Natural sleep EEG was recorded monopolarly from the central cortex in 2 adult subjects and was analyzed into 10 frequency bands per 10 sec (Table 1). Means and standard deviations of integrated amplitudes were largest in delta bands and next largest in alpha bands. Correlation between the 2 subjects was fairly high both in mean integrated values (.927) and in standard deviations (.758) across 10 frequency bands.

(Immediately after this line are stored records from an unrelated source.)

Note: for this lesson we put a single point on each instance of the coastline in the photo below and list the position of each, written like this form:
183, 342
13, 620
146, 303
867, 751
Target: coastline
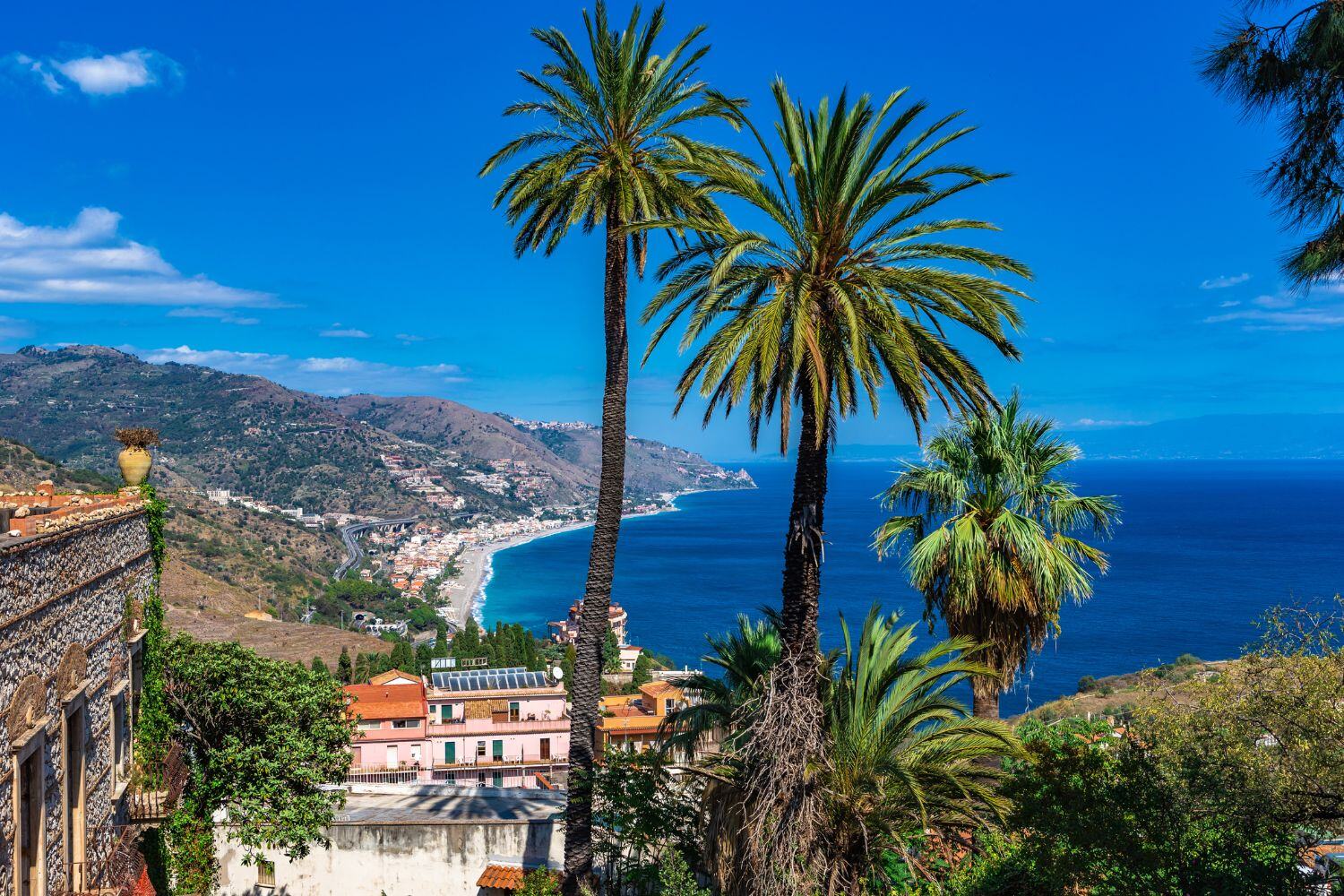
468, 590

The raw EEG data were classified visually per 10 sec segment into 9 EEG sleep patterns according to the criteria used by Koga and Fujisawa (Fig. 1), which was made prior to processing by the mathematical and statistical methods. Digree of similarity (or dissimilarity) between the 9 sleep EEG patterns was evaluated by Spearman's rank correlation and by a difference measure (formula 1 in text) in integrated values across 10 frequency bands without considering correlations between the bands (Table 2, Fig. 2). Multivariate analyses of variance applied to the data indicated significant differences between 9 visually classified EEG patterns and Mahalanobis' generalized distance functions were calculated and their squareroots are shown in Table 3, indicating statistical differences between the EEG patterns. Inter-subject correlation in these values was again substantial (.753).
Based on the correlation matrix in integrated values among 10 frequency bands (Table 4), the first three factors were extracted by Hotelling's method which explained in all about 80% of the total variance in both subjects (Table 5, Fig. 3). Factor I was highly associated with slow frequencies (less than 8cps) having little relation with alpha bands in both subjects who were different in faster frequency bands, although the correlation across the 10 frequency bands was still high (.915). Factor II was heavily loaded in alpha and faster frequency bands with almost no loadings in slower frequency bands. Factor III had a peculiar characteristic in that the 2 subjects showed the opposite profiles across the 10 bands (Fig. 3).
Each 10-sec set of 10-band integrated values was transformed into a single ‘component’ score for each of the three factors (components) extracted following Hotelling's principal component analysis (formula 5) and the distributions of these component scores were made as shown in Fig. 5 and Table 6. Mean component scores of the 9 sleep EEG patterns are plotted in Fig. 6 from which the first component (factor I) was assumed to reflect the depth of behavioral sleep. The second component or factor II was associated with the waking state (EEG sleep pattern 1) and slightly negatively related with paradoxical sleep (EEG sleep pattern 3-v). It was hard to interprete the third component or factor III in relation to sleep patterns.